All semiconductor enhanced high-harmonic generation from a single nanostructured cone

• Published in: Scientific reports Vol. 9; no. 1; p. 5663
• Main Authors: Franz, Dominik, Kaassamani, Shatha, Gauthier, David, Nicolas, Rana, Kholodtsova, Maria, Douillard, Ludovic, Gomes, Jean-Thomas, Lavoute, Laure, Gaponov, Dmitry, Ducros, Nicolas, Février, Sebastien, Biegert, Jens, Shi, Liping, Kovacev, Milutin, Boutu, Willem, Merdji, Hamed
• Format: Journal Article
• Language: English
• Published: London Nature Publishing Group UK 05.04.2019; Nature Publishing Group
• Subjects: 639/624/399/1015; 639/624/400/3923; 639/766/400/3923; Electric fields; Grants; Humanities and Social Sciences; Lasers; multidisciplinary; Photonics; Physics; Science; Science (multidisciplinary); Zinc oxides
• ISSN: 2045-2322; 2045-2322
• DOI: 10.1038/s41598-019-41642-y

The enhancement and control of non-linear phenomena at a nanometer scale has a wide range of applications in science and in industry.

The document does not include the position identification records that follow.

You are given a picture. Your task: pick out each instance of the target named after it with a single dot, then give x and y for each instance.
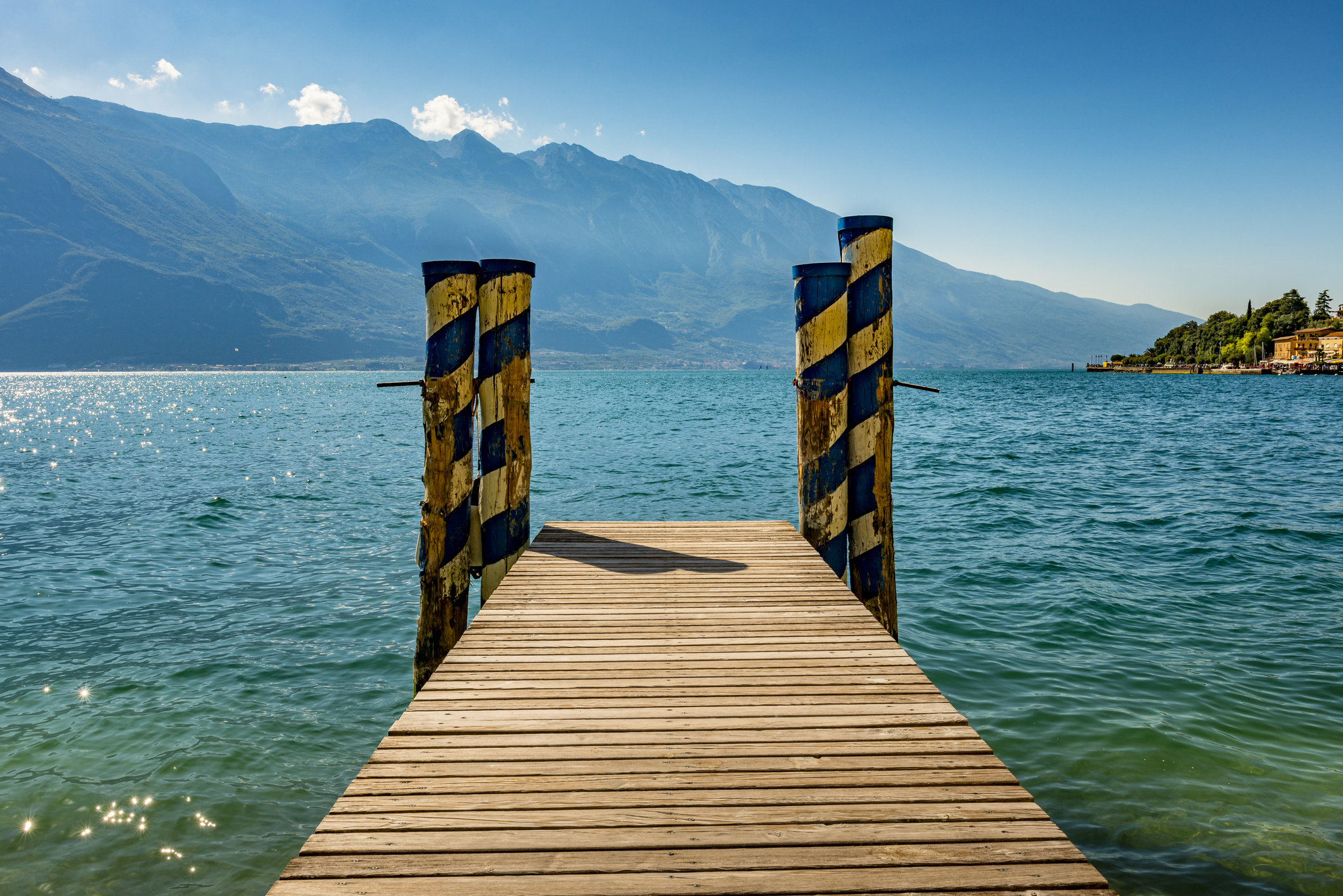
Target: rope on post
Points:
(865, 242)
(505, 290)
(445, 513)
(822, 364)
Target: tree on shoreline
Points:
(1229, 336)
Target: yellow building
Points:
(1301, 345)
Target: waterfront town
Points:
(1284, 336)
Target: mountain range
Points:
(134, 238)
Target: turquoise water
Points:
(1131, 585)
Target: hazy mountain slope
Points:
(631, 257)
(116, 248)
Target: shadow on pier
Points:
(624, 556)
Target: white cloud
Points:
(164, 70)
(446, 117)
(318, 106)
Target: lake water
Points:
(1131, 586)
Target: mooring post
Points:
(505, 290)
(445, 515)
(821, 314)
(865, 242)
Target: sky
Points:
(1179, 155)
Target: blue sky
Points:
(1182, 155)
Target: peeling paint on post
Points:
(821, 314)
(865, 242)
(505, 290)
(445, 513)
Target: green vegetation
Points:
(1231, 338)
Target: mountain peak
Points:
(466, 146)
(18, 85)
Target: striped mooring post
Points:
(821, 314)
(445, 512)
(505, 290)
(865, 242)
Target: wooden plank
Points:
(656, 708)
(680, 837)
(890, 879)
(642, 816)
(397, 750)
(680, 741)
(778, 682)
(433, 723)
(659, 696)
(683, 860)
(813, 765)
(866, 779)
(923, 704)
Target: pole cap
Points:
(508, 266)
(822, 269)
(866, 222)
(447, 269)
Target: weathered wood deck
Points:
(649, 708)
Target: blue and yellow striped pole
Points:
(505, 290)
(865, 242)
(445, 513)
(821, 314)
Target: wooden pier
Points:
(649, 708)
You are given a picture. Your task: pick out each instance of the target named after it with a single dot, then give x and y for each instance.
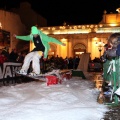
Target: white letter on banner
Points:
(1, 73)
(8, 72)
(15, 68)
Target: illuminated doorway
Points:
(52, 51)
(79, 49)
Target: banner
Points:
(8, 69)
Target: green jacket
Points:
(45, 40)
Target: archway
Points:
(52, 51)
(79, 49)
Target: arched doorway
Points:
(52, 51)
(79, 49)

Among these phenomena, high-harmonic generation in solids is a recent focus of research to realize next generation petahertz optoelectronic devices or compact all solid state EUV sources. Here, we report on the realization of the first nanoscale high harmonic source. The strong field regime is reached by confining the electric field from a few nanojoules femtosecond laser in a single 3D semiconductor waveguide. We reveal a strong competition between enhancement of coherent harmonics and incoherent fluorescence favored by excitonic processes. However, far from the band edge, clear enhancement of the harmonic emission is reported with a robust sustainability offering a compact nanosource for applications. We illustrate the potential of our harmonic nano-device by performing a coherent diffractive imaging experiment. Ultra-compact UV/X-ray nanoprobes are foreseen to have other applications such as petahertz electronics, nano-tomography or nano-medicine.